Verslag: Workshop Population reconstruction-IISH

The workshop ‘Population Reconstruction’ was held from Wednesday 19 February to Friday 21 February at the International Institute of Social History (IISH) in Amsterdam. About 50 researchers from all over the world and from many different disciplines gathered to discuss several common problems in reconstructing population data from historical sources, such as marriage records, birth records, censuses etc. Each day had its specific theme on which the researchers in their respective fields presented their latest research. These themes were the application of linking theory, cleaning data, standardisation and resources and finally life courses and linking strategy. At the end of each day the overall theme was discussed and this often led to interesting insights.

 

For me, this workshop was the first opportunity to experience the richness and diversity of historical data collection. I believe that one of the main elements contributing to this wealth of information was the diversity of researchers present at the workshop. With the many presentations it became clear that there are several differences in the stage of population reconstruction in different countries. Not only are there great differences in the availability of data, but also in privacy implementations and collaboration with other organisations (e.g. National Archives or governments). Moreover, each country faces its own challenges; for instance in the Romanian case, the data that they collect is not only written in 6 different languages, it is also written in four different alphabets. One can imagine the difficulties that arise when digitalising these historical records.

Another aspect of the diversity of the attendees is the many different disciplines that they represented. This was especially clear on the first day when we discussed the linking of individuals. On the one hand, programming and ICT specialists were very knowledgeable in for example, methods of linking name variants (e.g. linking the name ‘Johan van Leeuwenstijn’ with ‘Johannes van Leeuwenstijn’), yet on the other hand they do not possess the historians’ knowledge  of historical data and its peculiarities. This example illustrates the necessity of collaboration among researchers from different disciplines, but it also shows how researchers as a community can help one another with specialised knowledge across disciplines

As one of the researchers (Alexander Buczynski) very eloquently put it: “we’re all making cookies, and the ingredients are all there; now it’s time to exchange recipes”. To a great extent, all researchers present at the workshop used similar types of data, such as birth and marriage records that in this case are the ingredients.
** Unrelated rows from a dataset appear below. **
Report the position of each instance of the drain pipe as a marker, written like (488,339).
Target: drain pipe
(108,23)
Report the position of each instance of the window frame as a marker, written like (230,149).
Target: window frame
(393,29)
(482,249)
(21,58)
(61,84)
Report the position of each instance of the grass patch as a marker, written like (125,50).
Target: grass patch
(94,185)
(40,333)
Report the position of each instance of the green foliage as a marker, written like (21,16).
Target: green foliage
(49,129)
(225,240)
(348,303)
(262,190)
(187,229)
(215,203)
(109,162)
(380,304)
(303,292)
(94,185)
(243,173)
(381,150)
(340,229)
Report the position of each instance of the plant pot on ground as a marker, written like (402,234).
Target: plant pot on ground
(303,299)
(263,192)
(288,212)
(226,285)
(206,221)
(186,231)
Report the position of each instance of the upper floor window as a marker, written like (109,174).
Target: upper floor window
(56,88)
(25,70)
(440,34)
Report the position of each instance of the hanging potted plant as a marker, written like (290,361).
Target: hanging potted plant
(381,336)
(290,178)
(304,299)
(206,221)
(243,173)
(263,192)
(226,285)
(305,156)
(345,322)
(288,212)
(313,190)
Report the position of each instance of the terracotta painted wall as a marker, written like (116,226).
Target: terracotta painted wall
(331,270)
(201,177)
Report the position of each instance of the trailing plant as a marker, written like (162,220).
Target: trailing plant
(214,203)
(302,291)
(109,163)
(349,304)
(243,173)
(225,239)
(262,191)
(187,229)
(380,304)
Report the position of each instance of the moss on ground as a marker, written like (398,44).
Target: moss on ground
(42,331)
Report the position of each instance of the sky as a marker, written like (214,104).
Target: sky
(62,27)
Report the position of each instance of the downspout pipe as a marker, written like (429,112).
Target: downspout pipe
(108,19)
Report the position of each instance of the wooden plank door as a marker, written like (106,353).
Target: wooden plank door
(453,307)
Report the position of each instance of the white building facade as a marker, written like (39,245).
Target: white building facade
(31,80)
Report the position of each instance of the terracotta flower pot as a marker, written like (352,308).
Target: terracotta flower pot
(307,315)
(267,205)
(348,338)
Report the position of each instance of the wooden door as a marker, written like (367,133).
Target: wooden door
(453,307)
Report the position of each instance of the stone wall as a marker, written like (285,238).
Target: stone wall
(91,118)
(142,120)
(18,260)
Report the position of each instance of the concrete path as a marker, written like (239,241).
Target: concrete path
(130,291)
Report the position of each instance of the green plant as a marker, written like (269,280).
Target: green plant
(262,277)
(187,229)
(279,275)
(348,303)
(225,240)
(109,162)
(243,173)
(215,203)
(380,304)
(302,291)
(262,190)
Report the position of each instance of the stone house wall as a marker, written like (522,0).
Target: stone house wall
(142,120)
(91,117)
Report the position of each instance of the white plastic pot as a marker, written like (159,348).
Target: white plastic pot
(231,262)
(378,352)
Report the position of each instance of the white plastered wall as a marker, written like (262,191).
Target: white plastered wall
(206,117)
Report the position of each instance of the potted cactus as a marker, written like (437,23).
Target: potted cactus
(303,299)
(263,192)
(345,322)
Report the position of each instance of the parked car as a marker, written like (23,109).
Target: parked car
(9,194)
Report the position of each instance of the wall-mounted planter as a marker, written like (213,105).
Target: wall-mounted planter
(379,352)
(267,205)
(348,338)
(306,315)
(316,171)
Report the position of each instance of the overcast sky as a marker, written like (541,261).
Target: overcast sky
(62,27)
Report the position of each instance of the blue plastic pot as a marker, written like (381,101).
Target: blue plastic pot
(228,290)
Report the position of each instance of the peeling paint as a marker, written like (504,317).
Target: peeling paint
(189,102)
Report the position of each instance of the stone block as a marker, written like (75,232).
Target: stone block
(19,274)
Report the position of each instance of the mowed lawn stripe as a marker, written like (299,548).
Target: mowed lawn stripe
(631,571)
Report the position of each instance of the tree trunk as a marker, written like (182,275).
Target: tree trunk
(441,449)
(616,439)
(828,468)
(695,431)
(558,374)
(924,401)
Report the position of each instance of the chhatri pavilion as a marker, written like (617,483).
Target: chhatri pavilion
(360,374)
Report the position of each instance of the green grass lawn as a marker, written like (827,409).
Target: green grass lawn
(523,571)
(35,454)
Moreover, it is everybody’s aim to collect as much information from historical sources as possible (the cookies). Gatherings such as this workshop are meant for sharing thoughts and ideas on data cleaning, standardisation methods or other methodological issues, namely the exchange the recipes used for baking cookies.

Overall I think that the diversity discussed above is something to which all future workshops, conferences and symposia should aspire. The American sociologist Mark S. Granovetter in his famous work ‘The Strength of Weak Ties’ demonstrated that persons with diverse networks of weak ties receive more new information since they are more likely to have access to different groups of people. This workshop is a perfect example of such a diverse group with the great variety in disciplines and countries that were represented. It resulted in three days packed full of interesting discussions and many exchanges of ideas and questions.